AI-based Verbal and Visual Scaffolding in a Serious Game: Effects on Learning and Cognitive Load

Notice: This research summary and analysis were automatically generated using AI technology. For absolute accuracy, please refer to the [Original Paper Viewer] below or the Original ArXiv Source.

Due to their interactive nature, serious games offer valuable opportunities for supporting learning in educational contexts. Recent advances in large language models (LLMs) have further opened the door to new forms of personalized scaffolding in education. In this study, we combine both worlds and study three types of AI-based scaffolding designs in a serious game: (i) no scaffolding, (ii) chat-based (verbal) scaffolding provided by an AI-based non-player character (NPC), and (iii) combined chat-(verbal) and action-based (visual) scaffolding in which the AI may both try to explain or demonstrate the next step towards a solution. The scaffolding conditions are embedded in Qookies, a serious game designed to introduce fundamental concepts of quantum technologies. A total of 152 school students, university students, and members of the general public were randomly assigned to one of the three conditions. The results show that all groups experience significant learning gains, confirming the overall effectiveness of the serious game itself. No significant differences in learning outcomes emerged between scaffolding conditions. However, intrinsic cognitive load was lower in the combined chat-and-action (verbal+visual) scaffolding condition compared to the chat (verbal)-only condition, suggesting that visual demonstrations may offer more accessible support. Interaction analyses further revealed that players engaged with the AI character primarily for level-related questions and action recommendations, while deeper interactions were relatively rare.

💡 Research Summary

**
This paper investigates how different levels of AI‑based scaffolding affect learning outcomes and cognitive load within a serious educational game called “Qookies,” which is designed to introduce fundamental concepts of quantum technologies to a heterogeneous audience (middle‑school, high‑school, university students, and the general public).

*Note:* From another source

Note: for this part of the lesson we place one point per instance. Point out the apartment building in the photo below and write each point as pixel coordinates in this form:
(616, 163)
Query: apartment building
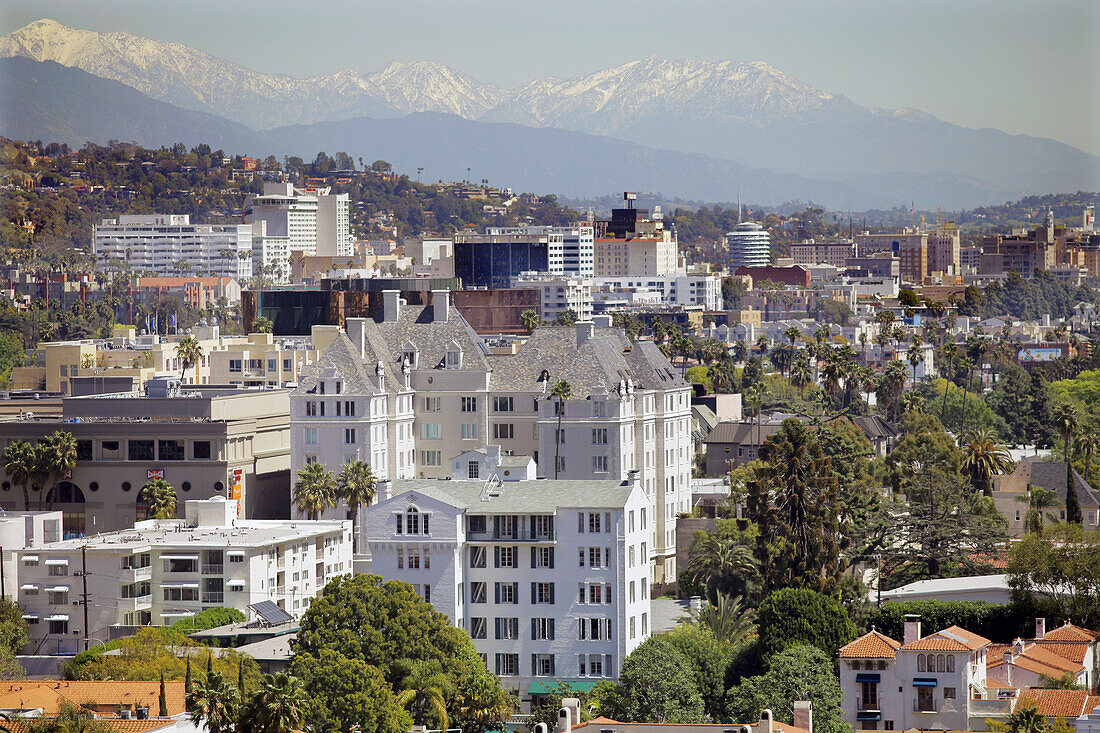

Three scaffolding conditions were compared: (1) no scaffolding, (2) verbal scaffolding delivered via a large‑language‑model (LLM) chatbot (Llama 3.1 70B) that can explain concepts, clarify steps, and give hints without revealing solutions, and (3) a combined verbal + visual scaffolding condition in which the same chatbot is complemented by an AI‑driven action module based on one‑shot reinforcement learning (RL). The RL component can perform in‑game actions or demonstrations that illustrate the next step toward a solution, while still deferring to the player when its knowledge is insufficient.

A total of 152 participants were randomly assigned to one of the three conditions. Learning was measured with pre‑ and post‑test items assessing conceptual understanding of quantum technologies, as well as self‑report scales of motivation and interest. Cognitive load was assessed using the NASA‑TLX framework, separating intrinsic cognitive load (ICL), extraneous cognitive load (ECL), and germane cognitive load (GCL).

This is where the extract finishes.